No, the M3 is more of a tinny rasp. I have an '02 and it is very prominent.


----------



## theswami (Mar 26, 2004)

Happens for me without regard to engine temp.


----------



## neilbu (Jan 17, 2005)

*Re: (theswami)*

I hear the same "clicking" sound coming from my V8 regardless of engine temperature.
***NEIL***


----------



## spikeital (May 21, 2001)

*Re: Rapid clicking/rattling on acceleration (d.a.)*

Sorry to say but this is usual. This was talked about in an earilier thread in regards to the changing of the exhaust systems.


----------



## theswami (Mar 26, 2004)

*Re: Rapid clicking/rattling on acceleration (spikeital)*


_Quote, originally posted by *spikeital* »_Sorry to say but this is usual. This was talked about in an earilier thread in regards to the changing of the exhaust systems. 

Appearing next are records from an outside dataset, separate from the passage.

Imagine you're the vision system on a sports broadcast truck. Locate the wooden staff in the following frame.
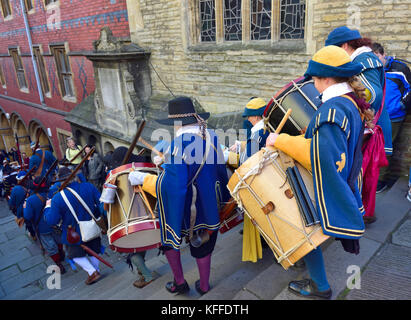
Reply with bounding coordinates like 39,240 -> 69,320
275,109 -> 292,134
67,226 -> 113,269
121,120 -> 146,165
140,138 -> 163,158
58,147 -> 96,192
62,145 -> 87,166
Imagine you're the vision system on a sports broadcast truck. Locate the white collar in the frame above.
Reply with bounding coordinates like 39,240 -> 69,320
351,46 -> 372,61
251,119 -> 264,133
176,125 -> 200,137
321,82 -> 352,103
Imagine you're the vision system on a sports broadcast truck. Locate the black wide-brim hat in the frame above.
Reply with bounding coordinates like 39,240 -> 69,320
156,97 -> 210,126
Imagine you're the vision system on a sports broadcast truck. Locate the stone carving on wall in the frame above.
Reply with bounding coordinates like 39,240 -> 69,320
87,27 -> 151,139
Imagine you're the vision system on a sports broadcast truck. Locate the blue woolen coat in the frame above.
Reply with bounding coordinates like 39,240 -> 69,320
44,182 -> 100,244
305,97 -> 364,239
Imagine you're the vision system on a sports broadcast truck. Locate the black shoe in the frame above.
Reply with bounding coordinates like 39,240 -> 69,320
195,280 -> 211,295
288,279 -> 332,300
376,181 -> 388,193
166,281 -> 190,294
290,259 -> 305,272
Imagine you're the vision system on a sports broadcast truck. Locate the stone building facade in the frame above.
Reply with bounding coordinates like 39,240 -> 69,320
0,0 -> 130,159
127,0 -> 411,174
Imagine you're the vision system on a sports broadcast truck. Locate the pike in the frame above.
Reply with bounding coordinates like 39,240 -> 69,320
17,166 -> 37,185
34,159 -> 58,193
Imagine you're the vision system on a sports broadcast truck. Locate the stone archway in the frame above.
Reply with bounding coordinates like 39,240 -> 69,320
29,120 -> 56,156
0,108 -> 16,152
10,113 -> 31,156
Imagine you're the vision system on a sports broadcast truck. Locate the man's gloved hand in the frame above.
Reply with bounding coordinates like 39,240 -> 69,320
128,171 -> 148,186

Does it go away when the exhaust is changed?


----------



## d.a. (Feb 27, 2005)

*Re: Rapid clicking/rattling on acceleration (theswami)*


_Quote, originally posted by *theswami* »_
Does it go away when the exhaust is changed?

Changing from not clicking to clicking is what he meant. IOW: the 2004 Treg didn't have this sound. From what I gather, sometime in 2005 VW switched systems and all cars newer have this sound.
I don't think anybody has changed their 2005+ exhaust to a 2004








I totally don't care if it's normal. In fact, I kind of like being "unique" and not sounding like every other SUV on the road. I was just worried something was wrong.


----------



## theswami (Mar 26, 2004)

*Re: Rapid clicking/rattling on acceleration (d.a.)*


_Quote, originally posted by *d.a.* »_
Changing from not clicking to clicking is what he meant. IOW: the 2004 Treg didn't have this sound. From what I gather, sometime in 2005 VW switched systems and all cars newer have this sound.
I don't think anybody has changed their 2005+ exhaust to a 2004








I totally don't care if it's normal. In fact, I kind of like being "unique" and not sounding like every other SUV on the road. I was just worried something was wrong.

I have a 2004 and it has the sound. In fact this thread is basically a rehash of an earlier thread where the clicking was discussed. At that point, I believe most folks who participated in the thread owned 2004s.
I too am/was worried that something is wrong. The vehicle itself is unique and the clicking just sounds like a malfunction.


----------



## d.a. (Feb 27, 2005)

*Re: Rapid clicking/rattling on acceleration (theswami)*

hmmm... i *had* a 2004 and never heard the sound for the better part of 2 years. i have a 2006 and now hear it, which is why i originated this thread. go figure ;-)
as i said when i first posted, i was pretty sure i'd read something before, but wasn't able to find it using search.
nevertheleass, seems to be normal.
if you're concerned, just make sure the service advisor takes it down as a complaint in your records and if it turns out that there are problems after warranty expires related, they'll be obligated to cover it because they have it documented that it occurred before it expired.


----------



## theswami (Mar 26, 2004)

Good idea.


----------